The church appeared to share this sentiment. Tikhon Shevkunov, the secretary of the patriarch’s cultural council who is thought to be Prime Minister Vladimir Putin’s personal priest, said he was disappointed with the “purely symbolical” fine.

But Russia’s chief rabbi, Berl Lazar, and ombudsman Vladimir Lukin spoke in support of the defendants. Culture Minister Alexander Avdeyev also backed the curators last week, saying the exhibit merited public criticism but not criminal charges.


In other respects, Russia appears to be the most socially conservative country in Europe. Today’s New York Times complains about Russian prudishness, specifically about the hurdles facing the nascent sex industry. “Two decades after government-imposed prudishness ended with the Soviet collapse, Russians still shy away from embracing European-style sexual mores. Despite a burst of licentiousness in the early 1990s, when pornography and prostitution surged through the country, the sexual revolution has never really taken hold here,” the Times writes.

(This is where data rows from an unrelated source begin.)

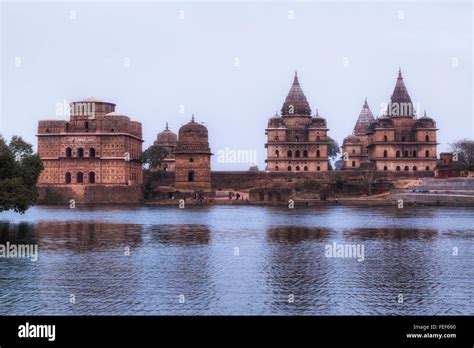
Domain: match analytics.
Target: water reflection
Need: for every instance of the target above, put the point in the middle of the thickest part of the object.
(82, 252)
(295, 234)
(182, 235)
(390, 233)
(298, 274)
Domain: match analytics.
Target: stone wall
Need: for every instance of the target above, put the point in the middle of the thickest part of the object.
(101, 194)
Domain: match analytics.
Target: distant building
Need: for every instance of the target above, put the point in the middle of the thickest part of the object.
(193, 158)
(97, 146)
(354, 147)
(395, 142)
(445, 166)
(297, 141)
(253, 168)
(168, 141)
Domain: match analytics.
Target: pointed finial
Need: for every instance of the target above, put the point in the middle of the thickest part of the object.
(295, 80)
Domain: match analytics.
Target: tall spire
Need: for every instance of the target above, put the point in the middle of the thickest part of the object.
(296, 102)
(364, 119)
(400, 102)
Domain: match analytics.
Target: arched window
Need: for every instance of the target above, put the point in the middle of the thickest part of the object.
(191, 175)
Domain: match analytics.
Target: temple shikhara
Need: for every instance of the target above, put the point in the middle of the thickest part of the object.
(193, 157)
(95, 155)
(296, 140)
(96, 146)
(167, 140)
(394, 142)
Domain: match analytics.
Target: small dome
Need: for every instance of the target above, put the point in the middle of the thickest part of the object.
(351, 139)
(193, 130)
(318, 122)
(193, 138)
(275, 120)
(115, 114)
(383, 122)
(425, 122)
(166, 137)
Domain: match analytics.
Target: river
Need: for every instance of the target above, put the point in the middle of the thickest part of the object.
(239, 260)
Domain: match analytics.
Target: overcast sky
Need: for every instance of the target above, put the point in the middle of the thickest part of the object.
(232, 64)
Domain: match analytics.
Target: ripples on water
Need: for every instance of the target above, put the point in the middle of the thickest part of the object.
(238, 260)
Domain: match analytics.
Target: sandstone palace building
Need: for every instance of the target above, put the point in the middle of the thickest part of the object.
(296, 140)
(167, 140)
(193, 158)
(97, 146)
(397, 141)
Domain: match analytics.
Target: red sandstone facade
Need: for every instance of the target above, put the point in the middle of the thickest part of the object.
(397, 141)
(97, 146)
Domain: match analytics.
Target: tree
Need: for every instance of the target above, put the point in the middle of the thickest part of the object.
(465, 150)
(153, 156)
(19, 172)
(333, 150)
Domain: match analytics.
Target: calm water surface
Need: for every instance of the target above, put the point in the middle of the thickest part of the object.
(238, 260)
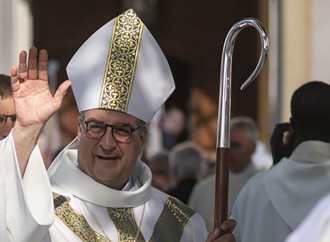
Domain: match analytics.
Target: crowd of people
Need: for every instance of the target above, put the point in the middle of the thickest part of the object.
(103, 187)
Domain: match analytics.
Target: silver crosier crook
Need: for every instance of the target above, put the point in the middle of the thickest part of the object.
(222, 170)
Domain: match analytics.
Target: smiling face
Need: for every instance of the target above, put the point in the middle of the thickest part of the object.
(106, 160)
(7, 107)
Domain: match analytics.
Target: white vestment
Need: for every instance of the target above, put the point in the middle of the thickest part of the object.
(316, 226)
(84, 208)
(202, 197)
(274, 202)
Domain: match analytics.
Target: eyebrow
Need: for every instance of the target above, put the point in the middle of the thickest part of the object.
(98, 121)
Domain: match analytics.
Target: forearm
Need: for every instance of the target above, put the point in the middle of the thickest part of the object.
(28, 201)
(25, 140)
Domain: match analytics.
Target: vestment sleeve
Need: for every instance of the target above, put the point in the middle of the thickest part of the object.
(26, 204)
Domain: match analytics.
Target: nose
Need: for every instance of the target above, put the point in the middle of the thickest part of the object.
(5, 130)
(107, 142)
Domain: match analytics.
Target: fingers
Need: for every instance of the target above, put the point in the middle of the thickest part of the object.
(42, 65)
(35, 68)
(216, 236)
(14, 78)
(61, 91)
(228, 226)
(22, 65)
(32, 67)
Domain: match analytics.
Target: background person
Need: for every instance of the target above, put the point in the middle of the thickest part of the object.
(243, 139)
(280, 198)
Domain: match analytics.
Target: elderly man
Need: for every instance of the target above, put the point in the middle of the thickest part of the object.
(99, 189)
(7, 107)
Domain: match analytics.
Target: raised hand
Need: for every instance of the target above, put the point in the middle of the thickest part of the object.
(224, 233)
(34, 103)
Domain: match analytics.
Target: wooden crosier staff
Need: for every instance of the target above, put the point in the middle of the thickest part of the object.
(222, 170)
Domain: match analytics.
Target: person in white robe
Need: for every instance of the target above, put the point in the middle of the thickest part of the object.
(273, 203)
(97, 189)
(316, 226)
(243, 139)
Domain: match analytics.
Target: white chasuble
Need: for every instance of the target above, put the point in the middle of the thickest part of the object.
(86, 210)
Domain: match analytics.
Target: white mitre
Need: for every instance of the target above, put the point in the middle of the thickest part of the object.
(121, 67)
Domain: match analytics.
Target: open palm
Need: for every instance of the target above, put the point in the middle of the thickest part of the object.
(34, 102)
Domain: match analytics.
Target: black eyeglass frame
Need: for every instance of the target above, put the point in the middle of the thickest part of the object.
(12, 117)
(112, 126)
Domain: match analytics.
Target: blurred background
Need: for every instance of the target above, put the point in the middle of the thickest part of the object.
(191, 33)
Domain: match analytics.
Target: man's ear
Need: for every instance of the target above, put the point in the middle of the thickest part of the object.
(144, 136)
(292, 125)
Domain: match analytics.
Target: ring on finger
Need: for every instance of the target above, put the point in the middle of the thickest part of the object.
(22, 79)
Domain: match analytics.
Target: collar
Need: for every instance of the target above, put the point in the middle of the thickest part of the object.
(66, 174)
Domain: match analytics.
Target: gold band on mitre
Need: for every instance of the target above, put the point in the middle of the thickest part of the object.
(121, 64)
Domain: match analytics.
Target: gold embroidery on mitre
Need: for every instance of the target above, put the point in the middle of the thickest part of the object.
(121, 64)
(125, 223)
(171, 222)
(75, 221)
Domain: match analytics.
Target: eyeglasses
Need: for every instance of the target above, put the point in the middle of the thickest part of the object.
(3, 119)
(120, 132)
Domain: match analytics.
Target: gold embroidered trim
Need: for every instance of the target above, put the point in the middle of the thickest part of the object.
(75, 221)
(172, 221)
(124, 220)
(121, 64)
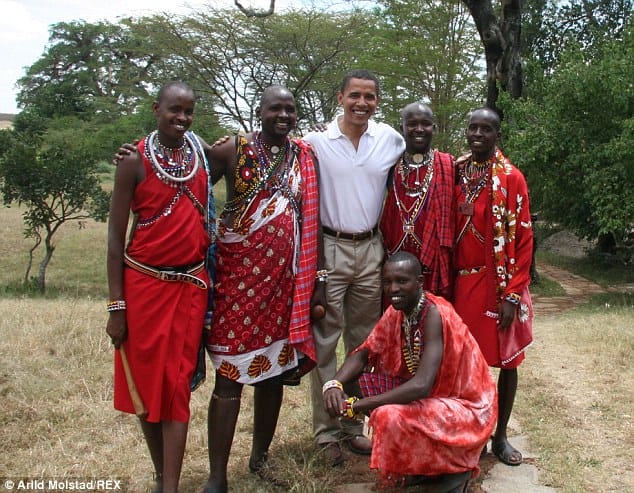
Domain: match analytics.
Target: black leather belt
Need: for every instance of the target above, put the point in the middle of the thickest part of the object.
(351, 236)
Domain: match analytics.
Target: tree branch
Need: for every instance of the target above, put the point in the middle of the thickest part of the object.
(249, 12)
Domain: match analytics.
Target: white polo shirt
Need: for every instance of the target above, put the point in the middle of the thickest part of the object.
(352, 181)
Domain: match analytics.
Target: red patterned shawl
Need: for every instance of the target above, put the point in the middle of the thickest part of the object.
(446, 431)
(434, 227)
(300, 329)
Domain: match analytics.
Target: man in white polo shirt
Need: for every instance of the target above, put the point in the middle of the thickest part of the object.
(355, 156)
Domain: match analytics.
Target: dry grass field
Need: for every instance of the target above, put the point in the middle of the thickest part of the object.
(575, 401)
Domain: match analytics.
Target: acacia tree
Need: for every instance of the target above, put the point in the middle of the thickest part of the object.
(51, 174)
(88, 69)
(574, 141)
(230, 59)
(500, 35)
(442, 71)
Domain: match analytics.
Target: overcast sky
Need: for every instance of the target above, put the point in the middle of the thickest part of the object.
(24, 27)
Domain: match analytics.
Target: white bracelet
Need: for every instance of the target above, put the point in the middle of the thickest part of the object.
(331, 384)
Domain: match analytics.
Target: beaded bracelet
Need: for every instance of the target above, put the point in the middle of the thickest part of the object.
(332, 384)
(322, 275)
(348, 409)
(513, 298)
(115, 306)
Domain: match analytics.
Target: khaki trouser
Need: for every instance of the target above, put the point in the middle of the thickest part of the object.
(354, 306)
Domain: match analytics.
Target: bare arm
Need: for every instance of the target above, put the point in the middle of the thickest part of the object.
(350, 370)
(420, 385)
(129, 172)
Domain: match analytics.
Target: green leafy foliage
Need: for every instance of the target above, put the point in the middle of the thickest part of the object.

Under former Prime Minister (now President) Vladimir Putin, the Russian government revived the Kremlin’s traditional alliance with the Orthodox Church. The social consequences of three generations of Communist rule threaten to prove fatal: By 2000 Russia’s fertility had fallen to only 1.25 per female, one of the world’s lowest, and Russia’s population began declining. The United Nations Population Database estimates that fertility will have nudged up to 1.37 by 2010, still on track for rapid population decline. With constant fertility, Russia’s population will fall from a peak of 147 million in 2000 to only 105 million in 2050.

Westerners will view the Church-State revival in Russia with mixed feelings. One hears about supposed KGB influence in the Russian Church. But Russian leadership is the former KGB. The Communists killed everyone else. The state security services ran Russia for three generations, which means that anyone with leadership ability was working for the state security services. Everyone else was a toady who survived by cultivating mediocrity. As I wrote some years ago , “The only leadership left in Russia by the terrible adverse selection process of the communist system was the former secret guardians of the state, men whose unique position required them to live by their wits.”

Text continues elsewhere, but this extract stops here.